Superintelligence is defined as AI that surpasses human intelligence in every respect and is considered the next stage after Artificial General Intelligence (AGI).

AI strategy reset

These efforts come as Meta attempts to reset its strategy in the red-hot AI arms race following a series of setbacks, including the disappointing performance of its flagship AI model Llama 4, delays in launching more-advanced AI models and the departure of several top researchers.

Zuckerberg said the company is making good progress towards Llama 4.1 and 4.2, while also working on the social networking giant’s next generation of models that “will push the frontier in the next year or so”.

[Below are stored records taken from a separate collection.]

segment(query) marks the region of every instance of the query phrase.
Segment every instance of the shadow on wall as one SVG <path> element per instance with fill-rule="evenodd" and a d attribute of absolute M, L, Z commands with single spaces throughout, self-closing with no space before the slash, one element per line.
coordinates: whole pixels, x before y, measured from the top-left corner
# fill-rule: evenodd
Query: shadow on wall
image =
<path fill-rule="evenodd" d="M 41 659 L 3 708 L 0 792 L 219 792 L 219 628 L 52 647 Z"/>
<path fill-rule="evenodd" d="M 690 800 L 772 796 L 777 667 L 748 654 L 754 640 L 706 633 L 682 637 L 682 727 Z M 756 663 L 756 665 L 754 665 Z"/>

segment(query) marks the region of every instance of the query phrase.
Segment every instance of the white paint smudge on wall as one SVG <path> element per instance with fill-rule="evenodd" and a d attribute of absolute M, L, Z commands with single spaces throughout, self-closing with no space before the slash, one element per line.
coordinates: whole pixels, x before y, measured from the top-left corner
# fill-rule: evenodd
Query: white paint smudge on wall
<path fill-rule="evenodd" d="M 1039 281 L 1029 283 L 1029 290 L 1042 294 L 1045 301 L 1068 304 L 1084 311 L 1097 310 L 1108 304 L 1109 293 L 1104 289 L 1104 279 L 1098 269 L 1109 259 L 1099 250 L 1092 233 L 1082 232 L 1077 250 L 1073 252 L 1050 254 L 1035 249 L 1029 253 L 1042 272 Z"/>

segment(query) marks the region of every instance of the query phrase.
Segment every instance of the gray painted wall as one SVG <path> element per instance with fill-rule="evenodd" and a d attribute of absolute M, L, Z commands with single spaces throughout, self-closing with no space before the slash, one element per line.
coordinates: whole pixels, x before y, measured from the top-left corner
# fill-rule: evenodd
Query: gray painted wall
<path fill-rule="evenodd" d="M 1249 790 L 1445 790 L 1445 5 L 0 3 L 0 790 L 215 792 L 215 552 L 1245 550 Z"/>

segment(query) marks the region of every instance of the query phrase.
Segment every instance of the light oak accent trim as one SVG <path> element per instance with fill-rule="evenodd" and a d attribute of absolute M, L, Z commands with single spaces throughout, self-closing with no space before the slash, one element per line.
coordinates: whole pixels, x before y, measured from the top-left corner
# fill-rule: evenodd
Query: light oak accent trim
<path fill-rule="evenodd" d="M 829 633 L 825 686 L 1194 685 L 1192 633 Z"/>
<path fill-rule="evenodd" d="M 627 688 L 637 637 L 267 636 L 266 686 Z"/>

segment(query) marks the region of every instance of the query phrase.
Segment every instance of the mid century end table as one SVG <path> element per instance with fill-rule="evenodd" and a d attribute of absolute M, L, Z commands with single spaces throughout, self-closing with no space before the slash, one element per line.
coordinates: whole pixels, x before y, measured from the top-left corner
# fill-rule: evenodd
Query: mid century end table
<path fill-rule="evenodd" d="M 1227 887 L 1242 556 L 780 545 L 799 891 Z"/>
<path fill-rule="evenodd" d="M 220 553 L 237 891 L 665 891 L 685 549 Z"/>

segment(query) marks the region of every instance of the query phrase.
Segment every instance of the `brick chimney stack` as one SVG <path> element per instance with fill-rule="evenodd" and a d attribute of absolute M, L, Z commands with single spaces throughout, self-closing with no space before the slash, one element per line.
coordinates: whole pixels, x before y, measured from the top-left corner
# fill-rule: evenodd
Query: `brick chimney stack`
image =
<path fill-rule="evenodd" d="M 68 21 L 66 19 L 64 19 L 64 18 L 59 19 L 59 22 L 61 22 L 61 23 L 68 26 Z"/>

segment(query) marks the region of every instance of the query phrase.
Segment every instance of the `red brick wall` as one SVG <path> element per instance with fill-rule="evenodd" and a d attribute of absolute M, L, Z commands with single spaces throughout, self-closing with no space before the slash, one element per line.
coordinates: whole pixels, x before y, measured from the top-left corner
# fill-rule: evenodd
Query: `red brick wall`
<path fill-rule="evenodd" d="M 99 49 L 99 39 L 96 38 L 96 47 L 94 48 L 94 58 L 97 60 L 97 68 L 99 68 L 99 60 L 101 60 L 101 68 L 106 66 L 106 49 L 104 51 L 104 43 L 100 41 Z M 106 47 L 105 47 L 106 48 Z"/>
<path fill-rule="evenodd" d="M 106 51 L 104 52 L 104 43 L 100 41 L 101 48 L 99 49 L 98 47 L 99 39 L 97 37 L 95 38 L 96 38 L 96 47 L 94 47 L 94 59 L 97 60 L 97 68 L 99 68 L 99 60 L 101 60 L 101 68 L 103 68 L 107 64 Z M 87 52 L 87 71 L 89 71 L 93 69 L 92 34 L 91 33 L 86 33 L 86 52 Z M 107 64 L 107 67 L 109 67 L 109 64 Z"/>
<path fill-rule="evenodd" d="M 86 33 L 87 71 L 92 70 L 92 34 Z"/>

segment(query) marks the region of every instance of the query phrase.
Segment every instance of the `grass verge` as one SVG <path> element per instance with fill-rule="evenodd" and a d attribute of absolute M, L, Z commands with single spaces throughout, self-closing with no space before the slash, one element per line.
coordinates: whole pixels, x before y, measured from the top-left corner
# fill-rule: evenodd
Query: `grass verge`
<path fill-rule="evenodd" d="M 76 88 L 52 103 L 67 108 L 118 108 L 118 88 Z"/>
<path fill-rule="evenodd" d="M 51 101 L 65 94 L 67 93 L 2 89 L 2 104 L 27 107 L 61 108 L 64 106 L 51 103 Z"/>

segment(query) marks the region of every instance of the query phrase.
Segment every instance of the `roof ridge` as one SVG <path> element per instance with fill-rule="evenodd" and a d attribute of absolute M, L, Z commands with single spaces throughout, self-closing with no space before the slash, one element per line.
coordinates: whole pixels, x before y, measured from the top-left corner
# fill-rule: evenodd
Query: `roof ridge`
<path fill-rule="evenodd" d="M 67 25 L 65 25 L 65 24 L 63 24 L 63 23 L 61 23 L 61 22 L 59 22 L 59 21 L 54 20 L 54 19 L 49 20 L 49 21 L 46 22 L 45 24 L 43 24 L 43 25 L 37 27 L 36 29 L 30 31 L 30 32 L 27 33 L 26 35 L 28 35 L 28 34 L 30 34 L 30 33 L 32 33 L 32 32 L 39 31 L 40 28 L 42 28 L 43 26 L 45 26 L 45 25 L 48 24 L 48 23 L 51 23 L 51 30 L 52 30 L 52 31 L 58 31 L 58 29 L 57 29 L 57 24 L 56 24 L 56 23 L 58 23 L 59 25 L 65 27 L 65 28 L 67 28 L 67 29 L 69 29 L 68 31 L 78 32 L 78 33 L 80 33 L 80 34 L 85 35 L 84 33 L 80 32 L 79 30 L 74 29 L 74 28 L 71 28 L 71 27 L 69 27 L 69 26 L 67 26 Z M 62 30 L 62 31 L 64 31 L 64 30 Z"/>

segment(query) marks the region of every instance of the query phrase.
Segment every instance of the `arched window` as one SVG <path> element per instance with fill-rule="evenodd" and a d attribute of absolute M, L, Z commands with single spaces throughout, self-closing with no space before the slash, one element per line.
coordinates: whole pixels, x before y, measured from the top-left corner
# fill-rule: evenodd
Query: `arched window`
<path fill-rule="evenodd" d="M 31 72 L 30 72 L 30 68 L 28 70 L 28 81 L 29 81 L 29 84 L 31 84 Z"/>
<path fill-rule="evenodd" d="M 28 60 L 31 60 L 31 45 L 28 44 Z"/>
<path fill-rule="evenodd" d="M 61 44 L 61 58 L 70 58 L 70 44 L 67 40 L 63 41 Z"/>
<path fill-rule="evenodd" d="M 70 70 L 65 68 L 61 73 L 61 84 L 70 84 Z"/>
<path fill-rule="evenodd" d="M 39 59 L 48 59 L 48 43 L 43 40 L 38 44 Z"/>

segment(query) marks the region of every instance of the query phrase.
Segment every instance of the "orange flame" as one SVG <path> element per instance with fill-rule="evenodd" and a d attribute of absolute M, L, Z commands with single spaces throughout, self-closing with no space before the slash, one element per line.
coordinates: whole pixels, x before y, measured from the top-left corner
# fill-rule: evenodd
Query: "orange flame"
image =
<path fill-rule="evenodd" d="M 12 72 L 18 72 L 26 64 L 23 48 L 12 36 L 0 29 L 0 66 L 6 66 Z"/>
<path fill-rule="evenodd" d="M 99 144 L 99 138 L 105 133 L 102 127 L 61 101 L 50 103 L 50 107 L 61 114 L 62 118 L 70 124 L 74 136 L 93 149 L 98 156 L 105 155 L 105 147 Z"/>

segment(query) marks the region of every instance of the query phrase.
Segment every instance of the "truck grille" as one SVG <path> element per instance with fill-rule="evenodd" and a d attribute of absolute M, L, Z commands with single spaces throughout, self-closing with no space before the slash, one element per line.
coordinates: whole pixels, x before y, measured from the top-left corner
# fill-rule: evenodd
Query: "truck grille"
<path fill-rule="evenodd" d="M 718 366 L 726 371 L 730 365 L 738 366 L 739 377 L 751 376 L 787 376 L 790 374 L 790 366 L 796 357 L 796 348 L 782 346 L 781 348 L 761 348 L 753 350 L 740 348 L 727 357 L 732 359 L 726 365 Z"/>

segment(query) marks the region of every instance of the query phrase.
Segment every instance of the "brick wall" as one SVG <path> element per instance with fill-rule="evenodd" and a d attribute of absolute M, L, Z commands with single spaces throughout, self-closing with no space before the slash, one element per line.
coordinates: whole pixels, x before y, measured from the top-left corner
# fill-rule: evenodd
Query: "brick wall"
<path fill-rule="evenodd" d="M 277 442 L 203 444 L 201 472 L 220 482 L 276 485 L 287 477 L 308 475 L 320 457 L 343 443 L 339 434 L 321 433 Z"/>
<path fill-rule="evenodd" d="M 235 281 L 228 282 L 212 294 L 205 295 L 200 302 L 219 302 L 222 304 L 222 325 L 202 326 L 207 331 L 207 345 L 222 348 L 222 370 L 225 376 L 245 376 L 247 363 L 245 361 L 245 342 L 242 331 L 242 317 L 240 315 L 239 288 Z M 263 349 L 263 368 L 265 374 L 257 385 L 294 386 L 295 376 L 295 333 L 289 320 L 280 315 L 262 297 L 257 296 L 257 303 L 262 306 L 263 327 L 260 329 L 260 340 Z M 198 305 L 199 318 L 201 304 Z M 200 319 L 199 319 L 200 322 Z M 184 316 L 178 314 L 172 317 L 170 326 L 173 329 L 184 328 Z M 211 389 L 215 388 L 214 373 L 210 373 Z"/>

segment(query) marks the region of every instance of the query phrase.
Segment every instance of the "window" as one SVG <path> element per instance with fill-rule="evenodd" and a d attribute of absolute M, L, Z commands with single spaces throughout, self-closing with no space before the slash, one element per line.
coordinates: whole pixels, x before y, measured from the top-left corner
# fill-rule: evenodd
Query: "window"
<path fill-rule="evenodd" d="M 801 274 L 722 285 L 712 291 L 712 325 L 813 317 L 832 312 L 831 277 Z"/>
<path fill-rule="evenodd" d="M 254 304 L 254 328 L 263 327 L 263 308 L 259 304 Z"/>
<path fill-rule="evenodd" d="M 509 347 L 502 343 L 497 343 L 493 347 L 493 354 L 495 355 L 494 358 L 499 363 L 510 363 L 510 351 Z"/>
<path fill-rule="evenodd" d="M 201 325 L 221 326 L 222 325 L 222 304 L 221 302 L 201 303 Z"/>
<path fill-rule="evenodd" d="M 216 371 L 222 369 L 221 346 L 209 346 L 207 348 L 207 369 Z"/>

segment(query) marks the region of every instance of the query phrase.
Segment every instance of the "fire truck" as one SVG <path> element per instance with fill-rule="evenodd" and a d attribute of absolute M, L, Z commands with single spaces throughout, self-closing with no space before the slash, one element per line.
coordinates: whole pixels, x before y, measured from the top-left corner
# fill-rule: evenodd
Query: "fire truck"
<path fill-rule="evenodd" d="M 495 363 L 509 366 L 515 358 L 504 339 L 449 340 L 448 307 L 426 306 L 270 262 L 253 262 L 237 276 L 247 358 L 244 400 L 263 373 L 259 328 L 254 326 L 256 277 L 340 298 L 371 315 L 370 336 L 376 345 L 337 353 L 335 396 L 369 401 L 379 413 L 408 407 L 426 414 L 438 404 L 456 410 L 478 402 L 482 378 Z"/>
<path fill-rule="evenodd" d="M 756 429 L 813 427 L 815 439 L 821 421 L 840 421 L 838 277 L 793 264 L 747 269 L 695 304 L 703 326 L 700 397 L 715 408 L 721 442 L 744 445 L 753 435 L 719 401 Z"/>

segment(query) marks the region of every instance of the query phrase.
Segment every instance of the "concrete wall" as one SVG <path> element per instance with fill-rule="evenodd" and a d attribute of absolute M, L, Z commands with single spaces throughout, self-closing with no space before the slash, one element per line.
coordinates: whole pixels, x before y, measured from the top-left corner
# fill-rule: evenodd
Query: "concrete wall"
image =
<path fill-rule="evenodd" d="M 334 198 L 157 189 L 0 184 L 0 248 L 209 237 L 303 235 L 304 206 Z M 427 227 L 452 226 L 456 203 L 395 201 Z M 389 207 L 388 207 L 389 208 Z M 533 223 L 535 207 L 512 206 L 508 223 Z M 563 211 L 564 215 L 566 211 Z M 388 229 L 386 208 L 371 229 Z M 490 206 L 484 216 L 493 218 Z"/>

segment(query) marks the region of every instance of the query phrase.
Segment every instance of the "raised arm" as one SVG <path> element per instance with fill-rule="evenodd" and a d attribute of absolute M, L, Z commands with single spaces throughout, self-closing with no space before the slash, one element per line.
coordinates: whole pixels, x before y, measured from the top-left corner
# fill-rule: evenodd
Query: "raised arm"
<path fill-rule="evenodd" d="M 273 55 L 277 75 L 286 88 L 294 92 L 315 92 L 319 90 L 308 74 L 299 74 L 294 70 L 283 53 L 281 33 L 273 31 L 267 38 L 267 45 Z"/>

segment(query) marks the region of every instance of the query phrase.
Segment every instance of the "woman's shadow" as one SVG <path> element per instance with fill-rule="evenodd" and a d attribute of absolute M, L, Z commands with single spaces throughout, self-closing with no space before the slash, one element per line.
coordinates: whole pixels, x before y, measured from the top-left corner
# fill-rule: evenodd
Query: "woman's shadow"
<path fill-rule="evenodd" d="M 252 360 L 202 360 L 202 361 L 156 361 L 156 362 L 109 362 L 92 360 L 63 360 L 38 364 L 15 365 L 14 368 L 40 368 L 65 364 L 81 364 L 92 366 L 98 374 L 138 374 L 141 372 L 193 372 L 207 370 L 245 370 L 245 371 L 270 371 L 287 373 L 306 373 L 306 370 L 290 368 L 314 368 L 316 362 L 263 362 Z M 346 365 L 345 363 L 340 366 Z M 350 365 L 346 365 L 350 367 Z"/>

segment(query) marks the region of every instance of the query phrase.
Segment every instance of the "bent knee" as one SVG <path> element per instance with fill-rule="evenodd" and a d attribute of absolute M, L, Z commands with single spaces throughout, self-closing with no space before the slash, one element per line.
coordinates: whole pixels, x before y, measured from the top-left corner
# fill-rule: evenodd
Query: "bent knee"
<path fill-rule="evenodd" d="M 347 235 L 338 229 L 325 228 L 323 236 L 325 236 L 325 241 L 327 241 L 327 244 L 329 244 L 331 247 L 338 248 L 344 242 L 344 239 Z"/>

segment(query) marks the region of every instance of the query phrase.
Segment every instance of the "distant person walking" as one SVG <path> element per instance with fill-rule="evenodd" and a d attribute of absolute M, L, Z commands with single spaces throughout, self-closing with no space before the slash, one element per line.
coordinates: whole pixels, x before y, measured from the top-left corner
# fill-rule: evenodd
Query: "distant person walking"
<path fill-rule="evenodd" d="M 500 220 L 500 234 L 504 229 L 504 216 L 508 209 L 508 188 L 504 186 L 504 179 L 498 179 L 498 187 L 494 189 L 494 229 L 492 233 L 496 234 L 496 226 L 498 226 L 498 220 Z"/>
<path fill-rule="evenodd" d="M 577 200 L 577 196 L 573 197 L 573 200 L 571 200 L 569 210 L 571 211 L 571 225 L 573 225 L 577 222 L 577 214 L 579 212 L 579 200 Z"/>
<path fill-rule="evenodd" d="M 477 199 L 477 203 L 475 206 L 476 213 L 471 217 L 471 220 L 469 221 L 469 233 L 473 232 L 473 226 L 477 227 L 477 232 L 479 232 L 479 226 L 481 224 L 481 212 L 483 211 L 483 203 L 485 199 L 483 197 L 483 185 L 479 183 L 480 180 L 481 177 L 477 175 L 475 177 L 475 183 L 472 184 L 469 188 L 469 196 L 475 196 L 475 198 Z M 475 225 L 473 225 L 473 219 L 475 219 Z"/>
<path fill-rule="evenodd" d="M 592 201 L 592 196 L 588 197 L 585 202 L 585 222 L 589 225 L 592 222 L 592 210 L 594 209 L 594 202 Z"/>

Shortly before Meta’s quarterly earnings release, the Meta chief had outlined the company’s vision for personal superintelligence, which he believes has the potential to usher in a new era of individual empowerment.

“We believe that people pursuing their individual aspirations is how we have always made progress expanding prosperity, science, health and culture. This will be increasingly important in the future as well,” he said.

This approach is distinct from others in the industry, who believe superintelligence “should be directed centrally towards automating all valuable work, and then humanity will live on a dole of its output”, he said.

“If trends continue, then you’d expect people to spend less time in productivity software, and more time creating and connecting… Personal devices like glasses that understand our context because they can see what we see, hear what we hear, and interact with us throughout the day will become our primary computing devices,” he said.

AI fuels Q2 numbers 

Meta’s AI investments also played a key role in its strong performance in the June quarter, driven by growing adoption of its AI-powered ad products, improved ad efficiency and increased time spent by users on Facebook and Instagram.

Revenue surged 22 percent to $47.5 billion, while net income jumped 36 percent to $18.4 billion. The number of daily active users across Meta’s family of apps, which also includes WhatsApp and Threads, averaged 3.48 billion for June, up 6 percent from the year-ago period.